Ketakutan Terbesar Jorge Martin: Pensiun Tanpa Gelar Juara MotoGP

MADRID – Bintang Pramac Ducati, Jorge Martin , mengungkapkan ketakutan terbesar pada hidupnya ketika ini. Dia mengaku takut pensiun sebagai seseorang peserta balap yang tak mempunyai gelar kejuaraan juara MotoGP.
Hanya butuh tiga musim hanya bagi Martin untuk bisa jadi bersaing bertarung memperebutkan peringkat juara MotoGP sejak iklan dari Moto2 pada 2021. Dia menunjukkan perlawanan ketat untuk sang juara bertahan, Francesco Bagnaia, pada musim 2023 hingga akhir musim.
Namun sayang, beberapa kesalahan yang tersebut berujung pada kecelakaan pada akhir musim menyebabkan Martin terpaksa gigit jari. Dia kalah dari Bagnaia lalu berakhir sebagai runner up MotoGP 2023.
Kini, Martinator -julukan Martin- kembali berada di dalam jalur perebutan peringkat juara MotoGP 2024. Jatuhnya Bagnaia pada balapan utama GP Aragon 2024 membuatnya memiliki keunggulan 23 poin dalam puncak klasemen.
Kendati telah membuktikan diri dapat bersaing di dalam papan melawan pada dua musim terakhir, Martin ternyata sangat takut tak mampu mendapatkan penghargaan juara MotoGP hingga akhir kariernya. Bahkan, pada waktu ini dirinya bisa jadi terguncang apabila tak mengungguli balapan.

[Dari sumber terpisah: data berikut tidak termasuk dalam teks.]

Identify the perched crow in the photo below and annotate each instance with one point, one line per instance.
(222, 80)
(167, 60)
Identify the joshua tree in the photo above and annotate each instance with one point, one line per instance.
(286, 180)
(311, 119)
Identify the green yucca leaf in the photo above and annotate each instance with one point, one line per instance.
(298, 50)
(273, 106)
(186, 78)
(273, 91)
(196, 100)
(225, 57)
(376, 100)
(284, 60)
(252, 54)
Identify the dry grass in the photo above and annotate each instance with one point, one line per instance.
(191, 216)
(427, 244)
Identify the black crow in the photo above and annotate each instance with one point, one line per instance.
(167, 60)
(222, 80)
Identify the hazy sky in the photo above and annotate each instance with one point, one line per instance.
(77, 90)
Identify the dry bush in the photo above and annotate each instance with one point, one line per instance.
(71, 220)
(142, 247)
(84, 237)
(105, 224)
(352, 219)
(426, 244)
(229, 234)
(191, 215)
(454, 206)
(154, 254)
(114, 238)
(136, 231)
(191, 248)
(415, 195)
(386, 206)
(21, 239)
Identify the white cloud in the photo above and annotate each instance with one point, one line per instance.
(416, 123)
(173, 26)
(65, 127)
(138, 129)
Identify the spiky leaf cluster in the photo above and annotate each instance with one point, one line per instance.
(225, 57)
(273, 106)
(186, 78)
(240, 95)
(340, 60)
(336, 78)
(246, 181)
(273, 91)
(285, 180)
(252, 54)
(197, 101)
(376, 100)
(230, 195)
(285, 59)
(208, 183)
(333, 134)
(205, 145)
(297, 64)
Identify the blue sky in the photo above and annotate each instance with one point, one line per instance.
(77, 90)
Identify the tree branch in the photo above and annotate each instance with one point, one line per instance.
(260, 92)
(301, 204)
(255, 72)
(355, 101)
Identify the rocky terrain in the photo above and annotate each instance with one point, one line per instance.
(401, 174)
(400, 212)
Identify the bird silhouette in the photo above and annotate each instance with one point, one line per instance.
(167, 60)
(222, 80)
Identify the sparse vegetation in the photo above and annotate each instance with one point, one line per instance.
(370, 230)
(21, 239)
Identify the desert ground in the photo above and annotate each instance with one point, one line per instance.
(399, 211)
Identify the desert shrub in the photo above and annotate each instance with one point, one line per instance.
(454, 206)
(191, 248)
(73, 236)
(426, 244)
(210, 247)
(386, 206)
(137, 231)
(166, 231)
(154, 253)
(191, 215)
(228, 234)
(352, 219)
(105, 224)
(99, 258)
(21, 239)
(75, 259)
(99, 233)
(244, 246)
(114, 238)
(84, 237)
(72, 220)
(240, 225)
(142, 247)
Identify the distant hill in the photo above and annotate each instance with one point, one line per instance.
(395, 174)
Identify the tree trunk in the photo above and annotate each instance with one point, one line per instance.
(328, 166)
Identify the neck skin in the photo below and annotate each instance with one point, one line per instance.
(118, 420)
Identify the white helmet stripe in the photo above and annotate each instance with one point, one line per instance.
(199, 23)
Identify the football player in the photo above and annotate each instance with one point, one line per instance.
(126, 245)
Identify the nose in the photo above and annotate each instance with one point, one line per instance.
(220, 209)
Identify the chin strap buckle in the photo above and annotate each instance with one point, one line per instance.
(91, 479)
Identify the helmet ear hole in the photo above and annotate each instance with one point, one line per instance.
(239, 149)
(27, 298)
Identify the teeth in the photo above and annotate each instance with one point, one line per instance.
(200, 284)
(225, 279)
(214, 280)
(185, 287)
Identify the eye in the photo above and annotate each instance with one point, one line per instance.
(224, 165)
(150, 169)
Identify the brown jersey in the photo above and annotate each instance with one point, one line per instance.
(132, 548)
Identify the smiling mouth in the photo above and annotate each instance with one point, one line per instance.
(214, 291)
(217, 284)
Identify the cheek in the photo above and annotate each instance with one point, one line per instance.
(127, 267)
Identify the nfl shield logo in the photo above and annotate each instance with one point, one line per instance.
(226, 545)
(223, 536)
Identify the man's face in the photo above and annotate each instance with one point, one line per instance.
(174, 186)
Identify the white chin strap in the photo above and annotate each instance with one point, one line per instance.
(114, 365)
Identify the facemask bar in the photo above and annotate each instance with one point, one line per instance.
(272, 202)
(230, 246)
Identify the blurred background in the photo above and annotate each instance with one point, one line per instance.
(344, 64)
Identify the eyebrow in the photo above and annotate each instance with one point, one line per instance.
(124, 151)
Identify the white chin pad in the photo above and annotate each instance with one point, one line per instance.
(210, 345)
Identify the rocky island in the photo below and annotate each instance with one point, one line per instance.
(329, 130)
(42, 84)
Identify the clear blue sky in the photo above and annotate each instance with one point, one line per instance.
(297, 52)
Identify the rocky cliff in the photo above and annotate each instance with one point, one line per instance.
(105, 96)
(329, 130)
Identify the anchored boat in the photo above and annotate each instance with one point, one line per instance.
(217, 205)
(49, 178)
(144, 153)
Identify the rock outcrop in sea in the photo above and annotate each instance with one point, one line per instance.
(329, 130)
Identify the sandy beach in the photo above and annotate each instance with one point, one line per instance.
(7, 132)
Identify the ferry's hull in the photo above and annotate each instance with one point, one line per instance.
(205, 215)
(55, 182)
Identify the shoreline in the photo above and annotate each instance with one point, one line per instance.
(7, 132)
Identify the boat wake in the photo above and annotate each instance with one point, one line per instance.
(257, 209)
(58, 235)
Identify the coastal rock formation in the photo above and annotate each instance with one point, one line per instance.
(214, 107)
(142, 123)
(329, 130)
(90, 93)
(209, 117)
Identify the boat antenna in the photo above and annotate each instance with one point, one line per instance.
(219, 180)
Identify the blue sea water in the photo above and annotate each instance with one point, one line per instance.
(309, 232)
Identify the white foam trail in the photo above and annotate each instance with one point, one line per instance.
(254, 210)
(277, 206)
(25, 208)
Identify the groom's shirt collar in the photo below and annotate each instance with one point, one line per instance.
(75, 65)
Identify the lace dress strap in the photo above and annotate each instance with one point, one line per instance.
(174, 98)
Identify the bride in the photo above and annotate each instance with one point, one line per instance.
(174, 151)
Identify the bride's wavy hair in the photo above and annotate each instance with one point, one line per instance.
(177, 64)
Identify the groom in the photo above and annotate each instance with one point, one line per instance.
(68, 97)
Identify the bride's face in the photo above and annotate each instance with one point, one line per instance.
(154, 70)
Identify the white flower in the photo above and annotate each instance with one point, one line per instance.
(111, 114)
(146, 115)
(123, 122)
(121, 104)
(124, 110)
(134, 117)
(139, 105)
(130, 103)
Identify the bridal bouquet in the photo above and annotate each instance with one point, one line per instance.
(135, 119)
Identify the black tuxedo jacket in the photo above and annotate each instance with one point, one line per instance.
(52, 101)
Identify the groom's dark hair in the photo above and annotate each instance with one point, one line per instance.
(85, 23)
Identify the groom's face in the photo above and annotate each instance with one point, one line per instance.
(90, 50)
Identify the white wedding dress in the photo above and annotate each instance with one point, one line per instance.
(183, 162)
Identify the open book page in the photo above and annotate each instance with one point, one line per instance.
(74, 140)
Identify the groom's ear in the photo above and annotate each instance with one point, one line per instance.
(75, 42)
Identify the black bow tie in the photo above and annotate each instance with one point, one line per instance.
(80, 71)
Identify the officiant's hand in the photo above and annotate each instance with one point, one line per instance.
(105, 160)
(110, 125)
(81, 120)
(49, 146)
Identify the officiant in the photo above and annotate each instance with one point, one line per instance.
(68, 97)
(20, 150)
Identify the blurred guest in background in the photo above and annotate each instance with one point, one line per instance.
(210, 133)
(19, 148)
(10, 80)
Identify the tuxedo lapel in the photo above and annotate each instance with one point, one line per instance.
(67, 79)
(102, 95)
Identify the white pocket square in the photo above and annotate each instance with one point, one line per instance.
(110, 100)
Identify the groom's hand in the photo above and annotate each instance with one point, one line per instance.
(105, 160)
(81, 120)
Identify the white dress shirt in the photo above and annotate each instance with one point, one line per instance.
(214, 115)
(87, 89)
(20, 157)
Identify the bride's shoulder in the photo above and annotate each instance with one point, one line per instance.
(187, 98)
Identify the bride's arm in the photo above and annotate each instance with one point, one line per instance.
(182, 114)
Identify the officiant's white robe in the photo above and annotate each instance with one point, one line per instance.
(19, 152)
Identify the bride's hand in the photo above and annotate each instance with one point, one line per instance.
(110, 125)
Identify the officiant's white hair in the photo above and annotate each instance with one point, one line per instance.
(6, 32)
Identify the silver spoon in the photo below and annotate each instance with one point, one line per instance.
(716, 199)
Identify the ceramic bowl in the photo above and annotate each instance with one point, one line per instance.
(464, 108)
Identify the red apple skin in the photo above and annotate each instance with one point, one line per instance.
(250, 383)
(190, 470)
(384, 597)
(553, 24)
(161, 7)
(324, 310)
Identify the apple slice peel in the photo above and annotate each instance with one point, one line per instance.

“Ketakutan terbesar saya pada waktu ini, menurut saya, adalah pensiun tanpa mengungguli Kejuaraan Global MotoGP,” kata Martin dilansir dari Motosan, Kamis (5/9/2024).
“Ini mungkin saja ketakutan terbesar saya ketika ini, kemungkinan besar pada beberapa tahun ke depan saya tiada akan melihatnya seperti itu, tapi sekarang ini adalah ketakutan terbesar saya. Atau bagaimana tidak ada menang itu dapat mempengaruhi saya,” tambahnya.
Walaupun demikian, Martin pasrah kemudian akan segera menerima kenyataan jikalau dirinya tak dapat menjadi juara MotoGP hingga gantung helm nanti. Yang jelas, peserta balap berusia 26 tahun itu akan segera setiap saat berjuang menampilkan performa terbaik untuk menyabet titel balapan motor paling bergengsi di tempat dunia itu.
“Tetapi pada pada waktu yang sejenis saya juga percaya bahwa apabila memberikan yang dimaksud terbaik pada akhirnya itu adalah sesuatu yang digunakan mampu terjadi. Tapi ketika ini rumit di pertarungan untuk menyatakan ‘Saya tiada menang’, tapi saya juga tidaklah ingin itu menjadi obsesi,” jelas rider selama Spanyol tersebut.
Pada akhir pekan ini, Martin akan datang berjuang untuk memperlebar keunggulannya di tempat puncak klasemen dari Bagnaia di area MotoGP San Marino 2024. Balapan sprint pada Sirkuit Misano itu dijadwalkan dijalankan pada Hari Sabtu (7/9/2024) pukul 20.00 Waktu Indonesia Barat dan juga sehari setelahnya balapan utama berlangsung pada pukul 19.00 WIB.